How Data Center Companies Could Navigate the AI Boom
Artificial Intelligence (AI) is the future, and is causing a boom in the data center industry. In this article, I explore how data center providers might monetize this trend.
The vision of Artificial Intelligence is to provide a human-like interface to traditional applications. Traditional applications have well-defined set of parameters in the form of algorithms which are used to produce results. For example, Amazon.com uses fixed algorithms to search and checkout products. The challenge with such applications is that they overwhelm users. Searching products in Amazon becomes mentally exhausting because for each result, we have to validate it is correct, it gets delivered on time, the reviews etc. For such cases, Generative AI can provide a human like interface that considers exponentially many parameters. Users have to ask for what they want, and AI will find the best output for them.
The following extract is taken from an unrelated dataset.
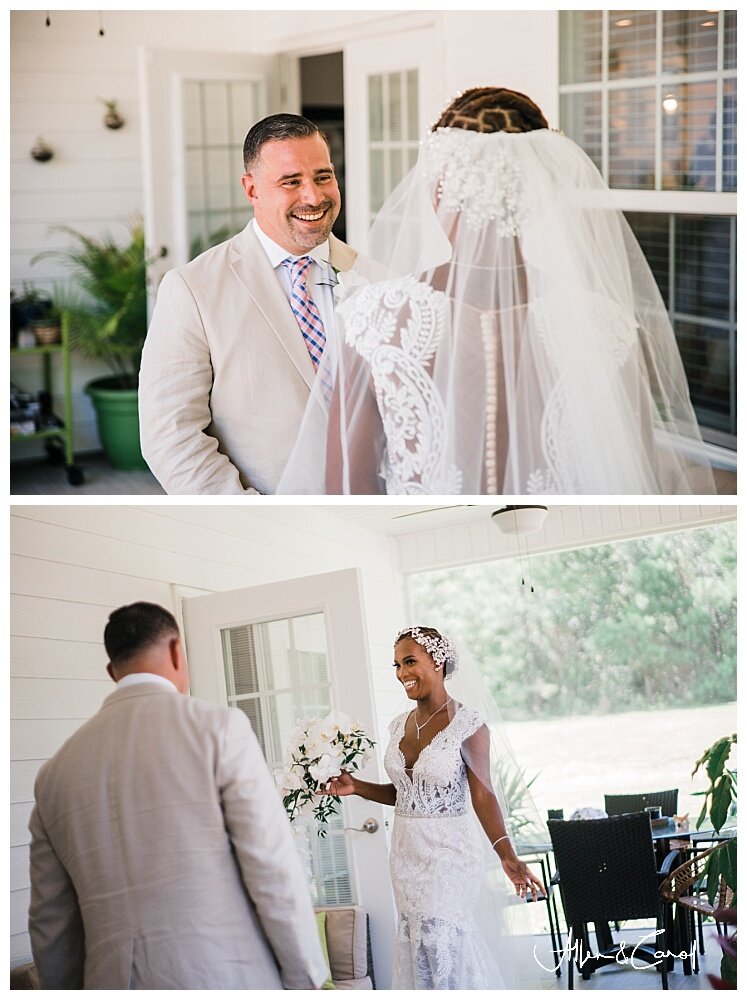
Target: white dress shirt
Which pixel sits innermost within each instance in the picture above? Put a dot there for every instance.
(321, 278)
(145, 678)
Just like a personal assistant.
The bottleneck in AI development is availability of compute infrastructure leading to a boom in data center business. This has led to the following factors that colocation providers must consider:
- The compute requirement has significantly increased, but the exact capacity needed is not well-defined.
- Data Centers have to be customized towards new technologies such as special purpose chips, irregular training of Machine Learning/Foundational models, and hosting of heavyweight AI applications.
- Developers are assuming that compute should be readily available, and want to spend minimum energy on setting infrastructure.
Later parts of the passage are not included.